Ayer, miles de personas se congregaron nuevamente en el Congreso Nacional y alrededores para rechazar la reforma previsional que el macrismo finalmente logró imponer.

Durante la madrugada de ayer, miles de personas salieron de sus casas para expresar su repudio a la reforma previsional que el Congreso Nacional trataba desde hacía más de ocho horas. Los cacerolazos comenzaron en balcones, continuaron en las esquinas porteñas centrales y confluyeron en una marea de gente que se manifestó frente al Congreso y la Casa Rosada. El movimiento se extendió a la provincia de Buenos Aires y hacia distintos puntos del país.

El cacerolazo estalló luego de una nueva jornada represiva en la que los manifestantes fueron salvajemente oprimidos. Habían concentrado diversas centrales sindicales, agrupaciones políticas y  jóvenes y jubilados que marchaban en forma individual contra la embestida legislativa.

El Congreso Nacional se encontraba nuevamente vallado. Desde la calle Montevideo hacia adelante sólo podían verse fuerzas de seguridad. En el espacio disponible en la plaza, Avenida de Mayo, Rivadavia y alrededores la gente se congregaba.

El operativo que vendría después fue comandado por la Policía Federal y la Policía de la Ciudad, ya que la justicia había ordenado desplazar a la Gendarmería y evitar las balas de goma. Sin embargo, la cacería se volvió a desatar. Las imágenes capturaron a policías atropellando jubilados, tirando gas pimienta a mayores de edad y hasta reteniendo a una persona debajo de una moto.

Hubo choques con los partidos de izquierda y con cientos de jóvenes que comenzaron a lanzar piedras para defenderse del gas que les imposibilitaba respirar. Incluso quienes habían intentado refugiarse en el subte sufrieron la asfixia de recibir gas lacrimógeno en los andenes.

El saldo fue de una cantidad incontrolable de heridos y de alrededor de sesenta detenidos, entre los que se encontraron dirigentes sindicales, trabajadores de prensa y un menor de edad.
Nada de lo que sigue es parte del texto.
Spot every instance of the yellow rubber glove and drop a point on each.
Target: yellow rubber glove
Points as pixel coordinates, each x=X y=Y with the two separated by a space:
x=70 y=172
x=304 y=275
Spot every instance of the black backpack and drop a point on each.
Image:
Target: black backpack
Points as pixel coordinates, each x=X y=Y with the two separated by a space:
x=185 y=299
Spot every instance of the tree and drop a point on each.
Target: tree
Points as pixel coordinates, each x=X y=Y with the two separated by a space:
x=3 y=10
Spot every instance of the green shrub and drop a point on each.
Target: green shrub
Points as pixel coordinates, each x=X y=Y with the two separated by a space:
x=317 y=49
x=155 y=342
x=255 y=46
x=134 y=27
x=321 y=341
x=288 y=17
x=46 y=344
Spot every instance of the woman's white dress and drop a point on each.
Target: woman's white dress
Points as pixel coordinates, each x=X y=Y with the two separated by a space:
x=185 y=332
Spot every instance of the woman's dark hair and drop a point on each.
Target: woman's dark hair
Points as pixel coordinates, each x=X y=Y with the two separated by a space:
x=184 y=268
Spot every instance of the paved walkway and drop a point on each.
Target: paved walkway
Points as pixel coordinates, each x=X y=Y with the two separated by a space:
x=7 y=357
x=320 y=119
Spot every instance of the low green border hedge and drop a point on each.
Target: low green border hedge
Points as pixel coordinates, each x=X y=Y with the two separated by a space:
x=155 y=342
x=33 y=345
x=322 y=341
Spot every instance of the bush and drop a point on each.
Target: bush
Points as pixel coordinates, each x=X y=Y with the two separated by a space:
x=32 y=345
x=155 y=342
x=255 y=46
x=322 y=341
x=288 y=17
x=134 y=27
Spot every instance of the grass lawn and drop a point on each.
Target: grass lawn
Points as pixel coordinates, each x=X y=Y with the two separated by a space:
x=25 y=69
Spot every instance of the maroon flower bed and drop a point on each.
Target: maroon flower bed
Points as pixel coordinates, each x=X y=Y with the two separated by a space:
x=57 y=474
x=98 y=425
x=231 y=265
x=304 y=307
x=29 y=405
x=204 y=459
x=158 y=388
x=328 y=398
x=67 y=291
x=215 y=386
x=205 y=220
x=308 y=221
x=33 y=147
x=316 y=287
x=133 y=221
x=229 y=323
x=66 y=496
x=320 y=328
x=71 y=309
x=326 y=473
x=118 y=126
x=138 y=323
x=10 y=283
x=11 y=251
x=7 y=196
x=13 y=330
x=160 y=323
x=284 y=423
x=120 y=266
Todos ellos fueron distribuidos entre las comisarías 4, 5, 6, 13, 15 y 30, colapsadas por la cacería.

Carlos Artacho, integrante del gremio FOETRA (sindicato de comunicaciones), fue uno detenidos que se encontró durante casi cuatro horas con la mandíbula rota, sangrando y sin recibir atención médica.

Las detenciones se realizaron durante y después de la manifestación, en las calles centrales y en alrededores, en la mayoría de los casos sin motivo aparente: «Vi corridas como nunca había visto. Constaté detenciones durante la movilización. La mayoría de las personas que pude entrevistar, estaban caminando o intentando refugiarse, algunos fueron sorprendidos por la espalda sin siquiera llegar a ver quién los detenía”, relató la abogada Elizabeth Gómez Alcorta al diario Página/12.

Mientras tanto, en el Congreso Nacional el oficialismo había conseguido el quorum como resultado del apriete a los diversos gobernadores que finalmente evitaron la conferencia de prensa prometida. Con una oposición que denunció la represión y el descontento popular ante una de las reformas que el macrismo quiere imponer como parte del ajuste, la ley se votó durante más de dieciocho horas y finalmente esta mañana, a las 7:15, se aprobó por 128 a 116.